The wider stakes, for FAE's network: this is a case study in how artists can metabolise LLMs - not as illustration engines but as instruments of self-knowledge and criticism - and a question about what art criticism becomes when the first critic of a practice is a model trained on its own archive.

Anicca 1. Anicca — impermanence — names the state space of the practice; the book is the attempt to fix an impermanent body of work into an enduring object.


4. Method and outputs

The method is a close, documented feedback loop between me and the LLM, already running live on dissociations.com. The fellowship would sharpen it in three moves:

  1. Distil. Compress the wiki from growth-in-size toward growth-in-substance - fewer, sharper, less speculative propositions, each tested against the archive.
  2. Contest. Invite a small number of writers to respond to the theses the wiki has discovered, contributing essays that confirm, complicate, or refuse them. Their friction is part of the truth-finding, not decoration around it.
  3. Fix. Typeset the result algorithmically with Enver Hadzijaj into a printed monograph, periodically revised in future editions - a slow counterpart to the fast site.

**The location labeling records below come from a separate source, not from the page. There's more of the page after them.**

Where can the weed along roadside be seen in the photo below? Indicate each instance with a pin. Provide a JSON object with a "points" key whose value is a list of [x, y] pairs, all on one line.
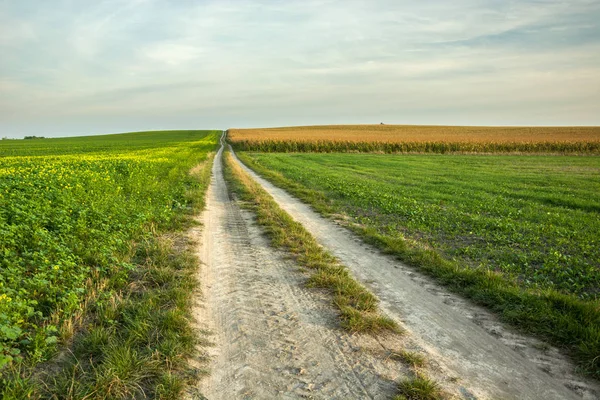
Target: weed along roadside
{"points": [[464, 338], [109, 270], [493, 228], [276, 333]]}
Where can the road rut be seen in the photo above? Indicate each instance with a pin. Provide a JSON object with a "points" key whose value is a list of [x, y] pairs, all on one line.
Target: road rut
{"points": [[464, 339], [273, 338]]}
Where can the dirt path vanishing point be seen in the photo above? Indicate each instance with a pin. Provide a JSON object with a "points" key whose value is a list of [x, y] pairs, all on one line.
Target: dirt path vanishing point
{"points": [[465, 340], [272, 337]]}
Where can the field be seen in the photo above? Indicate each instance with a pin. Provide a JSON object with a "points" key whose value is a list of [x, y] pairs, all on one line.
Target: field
{"points": [[76, 217], [419, 139], [517, 234]]}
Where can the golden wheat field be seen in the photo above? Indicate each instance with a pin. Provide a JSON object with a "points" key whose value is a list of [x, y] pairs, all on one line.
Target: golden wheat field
{"points": [[420, 133], [419, 138]]}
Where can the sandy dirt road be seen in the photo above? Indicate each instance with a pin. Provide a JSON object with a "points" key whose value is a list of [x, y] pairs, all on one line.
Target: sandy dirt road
{"points": [[272, 337], [465, 340]]}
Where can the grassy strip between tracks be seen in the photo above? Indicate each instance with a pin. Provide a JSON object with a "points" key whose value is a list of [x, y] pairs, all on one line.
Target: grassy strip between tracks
{"points": [[357, 306], [559, 318], [132, 335]]}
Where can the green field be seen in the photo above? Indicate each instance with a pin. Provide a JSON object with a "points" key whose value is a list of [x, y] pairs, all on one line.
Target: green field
{"points": [[519, 234], [73, 213]]}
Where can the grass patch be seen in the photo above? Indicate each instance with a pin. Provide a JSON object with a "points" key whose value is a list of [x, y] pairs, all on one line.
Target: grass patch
{"points": [[358, 307], [490, 228], [419, 387], [132, 335]]}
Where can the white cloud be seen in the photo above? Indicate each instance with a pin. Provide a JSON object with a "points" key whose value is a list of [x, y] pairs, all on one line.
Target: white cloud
{"points": [[252, 61]]}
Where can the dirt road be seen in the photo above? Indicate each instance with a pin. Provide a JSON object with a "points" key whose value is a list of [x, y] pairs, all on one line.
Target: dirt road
{"points": [[272, 337], [464, 339]]}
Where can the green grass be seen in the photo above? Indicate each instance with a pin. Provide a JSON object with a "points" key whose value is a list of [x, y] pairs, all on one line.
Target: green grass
{"points": [[517, 234], [419, 388], [88, 263], [358, 307]]}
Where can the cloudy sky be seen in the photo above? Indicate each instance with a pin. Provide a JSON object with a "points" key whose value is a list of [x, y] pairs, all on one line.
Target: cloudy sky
{"points": [[75, 67]]}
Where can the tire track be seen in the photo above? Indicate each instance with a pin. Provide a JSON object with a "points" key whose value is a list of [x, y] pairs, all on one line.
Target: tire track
{"points": [[272, 337], [465, 340]]}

Documented outputs (process-led, as FAE asks):

  • the distilled Tractatus and glossary, public on dissociations.com;
  • a small set of commissioned essays in response to the theses;
  • a printed monograph (galleries supporting production and release) and its dedicated site with an exhibitable video work;
  • a publicly shared account of the method - how the wiki was built and how its content was transformed into a book - usable by other artists who want to do the same with their own practice. This is the part most directly addressed to FAE's network: a transferable production model, not a one-off artwork;
  • the full source code of the project and its LLM-maintained wiki, released openly so other cultural producers can run the same method on their own archives - the method as infrastructure, not just as a finished result.

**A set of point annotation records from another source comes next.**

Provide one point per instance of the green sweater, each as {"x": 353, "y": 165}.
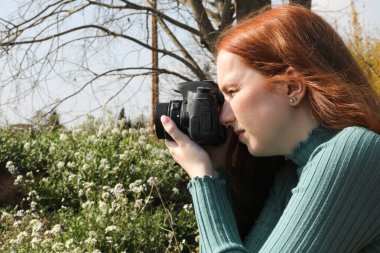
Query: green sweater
{"x": 329, "y": 203}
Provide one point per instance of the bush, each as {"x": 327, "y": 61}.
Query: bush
{"x": 106, "y": 191}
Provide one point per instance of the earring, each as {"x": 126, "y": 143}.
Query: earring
{"x": 292, "y": 101}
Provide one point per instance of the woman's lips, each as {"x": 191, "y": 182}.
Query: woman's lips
{"x": 240, "y": 134}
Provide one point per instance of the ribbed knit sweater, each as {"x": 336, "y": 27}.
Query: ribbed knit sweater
{"x": 329, "y": 203}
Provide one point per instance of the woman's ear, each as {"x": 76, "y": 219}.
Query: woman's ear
{"x": 296, "y": 89}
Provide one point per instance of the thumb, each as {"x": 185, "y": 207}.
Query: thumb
{"x": 171, "y": 128}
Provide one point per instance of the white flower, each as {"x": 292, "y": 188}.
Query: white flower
{"x": 103, "y": 207}
{"x": 36, "y": 225}
{"x": 63, "y": 137}
{"x": 18, "y": 179}
{"x": 35, "y": 241}
{"x": 118, "y": 190}
{"x": 90, "y": 241}
{"x": 92, "y": 139}
{"x": 111, "y": 228}
{"x": 9, "y": 164}
{"x": 52, "y": 149}
{"x": 138, "y": 203}
{"x": 27, "y": 146}
{"x": 105, "y": 195}
{"x": 11, "y": 167}
{"x": 188, "y": 207}
{"x": 17, "y": 223}
{"x": 56, "y": 229}
{"x": 175, "y": 190}
{"x": 69, "y": 243}
{"x": 152, "y": 181}
{"x": 88, "y": 203}
{"x": 137, "y": 187}
{"x": 60, "y": 165}
{"x": 58, "y": 246}
{"x": 33, "y": 205}
{"x": 21, "y": 236}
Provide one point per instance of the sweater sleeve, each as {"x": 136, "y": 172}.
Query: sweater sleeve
{"x": 216, "y": 223}
{"x": 335, "y": 206}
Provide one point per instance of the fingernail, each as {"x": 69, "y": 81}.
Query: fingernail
{"x": 164, "y": 119}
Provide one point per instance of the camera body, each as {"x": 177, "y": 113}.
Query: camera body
{"x": 196, "y": 115}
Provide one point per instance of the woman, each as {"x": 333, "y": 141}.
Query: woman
{"x": 292, "y": 89}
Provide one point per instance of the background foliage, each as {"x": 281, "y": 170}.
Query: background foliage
{"x": 94, "y": 190}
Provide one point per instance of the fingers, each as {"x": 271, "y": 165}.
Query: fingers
{"x": 171, "y": 128}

5. Why this fellowship, and what I need from it

I have a longstanding interest in publishing - arguably more than in exhibiting. I have worked with FAE before: I contributed monochrome rasterised images derived from Markov's Dream to Future Art Ecosystems Vol. 3, and Victoria Ivanova gave poetic consultation on Chemsex Benelux. The fellowship's frame - process-led R&D at the convergence of art and advanced technology, held inside a critical cohort - is the exact environment this work needs.

What I need is specific and human: critical partners. The content is esoteric by nature, and my goal for the book is the opposite - to be clear, communicative, and load-bearing. I need interlocutors to help me distil, curate, consolidate, and summarise: to pressure-test which propositions survive, to catch where the writing hides behind its own difficulty, and to keep the compression honest. The biweekly sessions, the three London intensives, the one-to-one mentorship, and the peer cohort map directly onto that need. I can commit to all three in-person intensives (September, November, March) and the weekly online time.

The £10,000 supports the distillation and curation phase and the commissioned written responses; printing and release are already underwritten by my galleries, so the fellowship funds the part that most needs critical company rather than capital - the thinking.